As the distances between the object are small we can speed up the computation by using the euclidian distance between the coordinates. As we are not around the equator, the lng coordinates are squished a bit; we can make the comparison slightly better by scaling the lng a bit.
cor_stop <- stop[, c("lat", "lng")]
cor_stop$lng <- cor_stop$lng * sin(mean(cor_stop$lat, na.rm = TRUE)/180*pi)
cor_loc <- loc[, c("lat", "lng")]
cor_loc$lng <- cor_loc$lng * sin(mean(cor_loc$lat, na.rm = TRUE)/180*pi)
We can then calculate the closest stop for each location using the FNN
package which uses tree based search to quickly find the closest K neighbours. This should scale to big data sets (I have used this for datasets with millions of records):
library(FNN)
matches <- knnx.index(cor_stop, cor_loc, k = 1)
matches
## [,1]
## [1,] 4
## [2,] 2
We can then construct the end result:
res <- loc
res$stop_station <- stop$station[matches[,1]]

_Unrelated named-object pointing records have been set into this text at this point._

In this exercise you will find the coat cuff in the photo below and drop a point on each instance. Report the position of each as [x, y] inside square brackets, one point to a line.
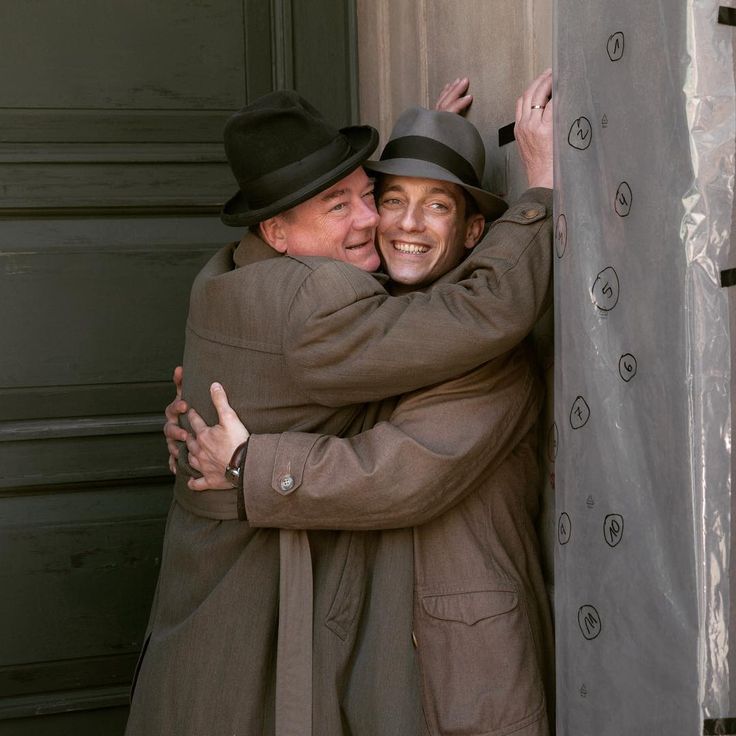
[274, 469]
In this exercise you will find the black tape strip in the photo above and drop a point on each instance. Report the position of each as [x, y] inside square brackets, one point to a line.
[719, 727]
[728, 277]
[506, 134]
[727, 16]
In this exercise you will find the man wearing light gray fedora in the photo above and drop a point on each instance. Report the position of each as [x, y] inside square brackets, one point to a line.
[457, 461]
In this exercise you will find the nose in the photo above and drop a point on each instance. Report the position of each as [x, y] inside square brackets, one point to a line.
[411, 219]
[366, 215]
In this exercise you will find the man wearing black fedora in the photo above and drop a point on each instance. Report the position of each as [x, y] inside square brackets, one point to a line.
[255, 630]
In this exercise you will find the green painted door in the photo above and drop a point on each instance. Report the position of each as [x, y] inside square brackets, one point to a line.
[111, 176]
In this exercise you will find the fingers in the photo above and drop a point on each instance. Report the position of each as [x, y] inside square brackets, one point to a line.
[198, 484]
[453, 97]
[197, 423]
[177, 378]
[225, 412]
[174, 409]
[172, 431]
[548, 113]
[533, 101]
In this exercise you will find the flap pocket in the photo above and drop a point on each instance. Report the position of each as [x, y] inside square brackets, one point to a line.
[470, 607]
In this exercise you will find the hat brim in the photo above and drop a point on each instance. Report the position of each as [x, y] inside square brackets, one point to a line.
[489, 204]
[363, 140]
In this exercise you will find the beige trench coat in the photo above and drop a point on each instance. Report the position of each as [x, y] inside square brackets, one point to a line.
[300, 344]
[458, 462]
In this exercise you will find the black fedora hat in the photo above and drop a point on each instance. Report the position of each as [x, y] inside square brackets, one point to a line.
[282, 152]
[431, 144]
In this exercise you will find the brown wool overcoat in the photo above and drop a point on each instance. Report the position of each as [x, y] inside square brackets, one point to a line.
[301, 344]
[458, 462]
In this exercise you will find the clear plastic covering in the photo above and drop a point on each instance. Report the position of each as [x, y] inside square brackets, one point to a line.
[645, 128]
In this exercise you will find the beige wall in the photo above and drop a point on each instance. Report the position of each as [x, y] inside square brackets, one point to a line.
[408, 49]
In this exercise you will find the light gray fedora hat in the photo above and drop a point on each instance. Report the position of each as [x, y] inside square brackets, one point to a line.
[431, 144]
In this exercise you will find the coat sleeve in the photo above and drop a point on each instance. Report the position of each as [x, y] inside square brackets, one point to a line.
[377, 346]
[436, 447]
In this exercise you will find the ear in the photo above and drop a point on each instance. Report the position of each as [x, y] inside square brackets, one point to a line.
[272, 231]
[473, 230]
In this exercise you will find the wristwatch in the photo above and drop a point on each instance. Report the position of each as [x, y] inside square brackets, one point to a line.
[234, 469]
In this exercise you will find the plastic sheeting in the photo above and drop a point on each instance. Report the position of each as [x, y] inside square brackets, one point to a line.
[645, 128]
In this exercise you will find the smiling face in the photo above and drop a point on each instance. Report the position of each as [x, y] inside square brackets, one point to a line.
[338, 223]
[423, 232]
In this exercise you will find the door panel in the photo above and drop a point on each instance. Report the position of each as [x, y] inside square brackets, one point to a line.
[112, 174]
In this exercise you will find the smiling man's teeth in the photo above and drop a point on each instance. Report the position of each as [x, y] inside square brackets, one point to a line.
[410, 248]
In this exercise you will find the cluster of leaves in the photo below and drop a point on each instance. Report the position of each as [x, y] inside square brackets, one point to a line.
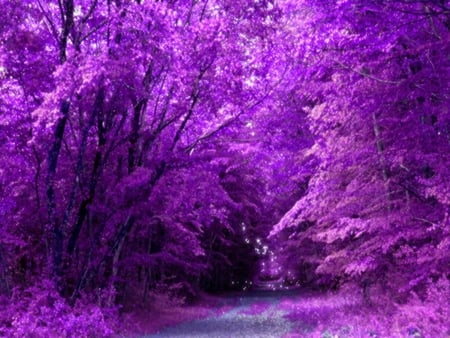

res$stop_lat <- stop$lat[matches[,1]]
res$stop_lng <- stop$lng[matches[,1]]
res$stop_postcode <- stop$postcode[matches[,1]]
And calculate the actual distance:
library(geosphere)
res$dist <- distHaversine(res[, c("lng", "lat")], res[, c("stop_lng", "stop_lat")])
res
## station lat lng postcode stop_station stop_lat stop_lng
## 1 Baker Street 51.52224 -0.15708000 NW1 Bayswater 51.51224 -0.187569
## 2 Bank 51.51340 -0.08905843 EC3V Barbican 51.52087 -0.097758
## stop_postcode dist
## 1 W2 2387.231
## 2 EC1A 1026.091
I you are unsure that the closest point in lat-long is also the closest point 'as the bird flies', you could use this method to first select the K closest points in lat-long; then calculate the distances for those points and then selecting the closest point.